Army staffs, especially at the division and corps levels, remain unprepared to effectively conduct and manage urban operations, even as the service expects to fight its next battle in the mess and chaos of a densely populated area, according to a recent report.

“Troops may be learning how to clear a room or to seize a two-story building, but trouble can occur if higher units do not understand how to maneuver these units, integrate enablers into the effort, and work with the higher echelon to better understand the operational or strategic picture, while advocating for more resources,” the report, “Urban Blind Spots: Gaps in Joint Force Combat Readiness,” states.

That level of staff training “is rarely happening, if at all,” and can “result in confusion, potential logistics issues, and a host of other problems until the staff has had a few days to garner a better understanding of the urban situation,” the authors write.

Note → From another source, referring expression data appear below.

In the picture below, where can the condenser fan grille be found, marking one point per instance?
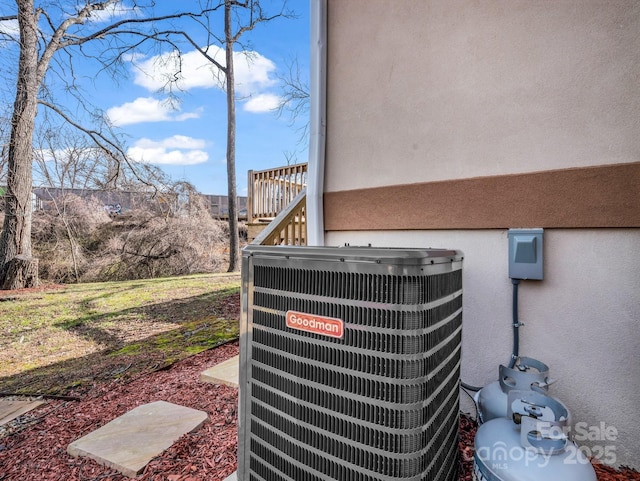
(379, 402)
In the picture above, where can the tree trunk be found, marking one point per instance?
(16, 233)
(22, 271)
(234, 241)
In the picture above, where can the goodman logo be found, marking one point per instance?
(326, 326)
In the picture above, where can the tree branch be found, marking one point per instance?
(105, 144)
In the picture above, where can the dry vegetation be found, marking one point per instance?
(76, 240)
(59, 339)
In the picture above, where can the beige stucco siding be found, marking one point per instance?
(430, 90)
(475, 102)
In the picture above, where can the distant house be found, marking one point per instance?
(115, 201)
(445, 123)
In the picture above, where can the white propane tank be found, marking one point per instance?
(531, 445)
(527, 374)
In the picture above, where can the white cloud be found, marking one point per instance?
(261, 103)
(192, 70)
(175, 150)
(147, 109)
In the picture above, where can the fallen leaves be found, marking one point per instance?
(209, 454)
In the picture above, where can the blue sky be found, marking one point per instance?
(187, 139)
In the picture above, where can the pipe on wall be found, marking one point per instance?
(317, 127)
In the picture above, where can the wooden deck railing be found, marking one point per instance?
(270, 191)
(289, 227)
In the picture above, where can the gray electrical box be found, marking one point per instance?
(525, 253)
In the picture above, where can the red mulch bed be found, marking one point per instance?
(39, 451)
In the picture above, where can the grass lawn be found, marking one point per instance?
(63, 339)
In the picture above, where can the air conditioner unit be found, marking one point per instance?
(349, 364)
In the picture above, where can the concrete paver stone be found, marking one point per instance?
(130, 441)
(226, 373)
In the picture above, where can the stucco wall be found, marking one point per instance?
(583, 319)
(425, 90)
(429, 90)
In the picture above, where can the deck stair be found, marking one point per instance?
(276, 206)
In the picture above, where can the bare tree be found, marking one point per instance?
(45, 29)
(240, 17)
(295, 97)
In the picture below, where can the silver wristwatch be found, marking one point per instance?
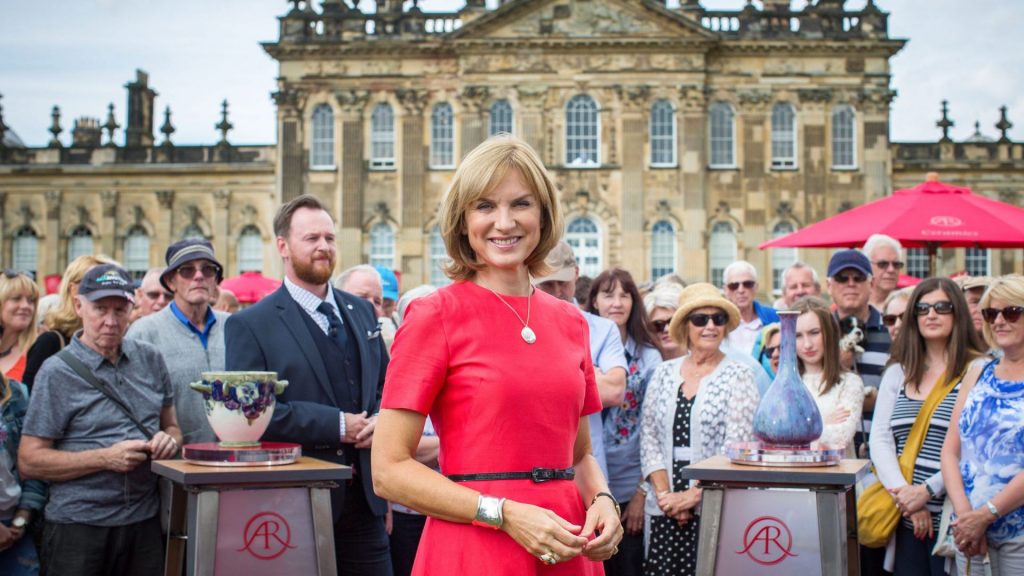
(488, 511)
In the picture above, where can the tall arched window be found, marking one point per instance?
(322, 141)
(79, 243)
(978, 261)
(250, 250)
(137, 251)
(663, 134)
(783, 136)
(501, 118)
(663, 249)
(382, 246)
(585, 238)
(781, 257)
(844, 137)
(722, 250)
(916, 262)
(442, 136)
(583, 129)
(382, 137)
(26, 247)
(438, 257)
(722, 125)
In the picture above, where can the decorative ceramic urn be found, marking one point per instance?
(787, 415)
(239, 405)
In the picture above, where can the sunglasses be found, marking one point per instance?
(845, 278)
(890, 319)
(189, 272)
(1010, 314)
(884, 264)
(733, 286)
(943, 307)
(700, 320)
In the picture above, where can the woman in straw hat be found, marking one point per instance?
(695, 406)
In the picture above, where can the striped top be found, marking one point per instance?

The report, from the National Security Fellows Program at the Harvard Kennedy School Belfer Center for Science and International Affairs, was written by Army Lt. Col. William Putnam, a military intelligence officer working on the Army Staff at the Pentagon, and Marine Corps Lt. Col. Kenneth Goedecke, an artillery officer serving as a military faculty adviser at the Marine Corps Command and Staff College.

The world today is urbanizing at the fastest rate in history: 60% of the world’s population is expected to live in urban environments by 2030, according to the report. From towering skyscrapers to subterranean networks such as sewers or underground train systems, urban areas provide a unique challenge to the Army and the other services, the report says.

The Army’s previous two chiefs of staff—now-retired Gen. Ray Odierno and Gen. Mark Milley, who is now the chairman of the Joint Chiefs of Staff—understood and frequently discussed the importance of urban combat and the fact that the Army is not properly prepared, according to the report.

However, the report adds, “the Army continues to train for urban warfare much in the same manner as it did prior to 2014: at the company and below level.”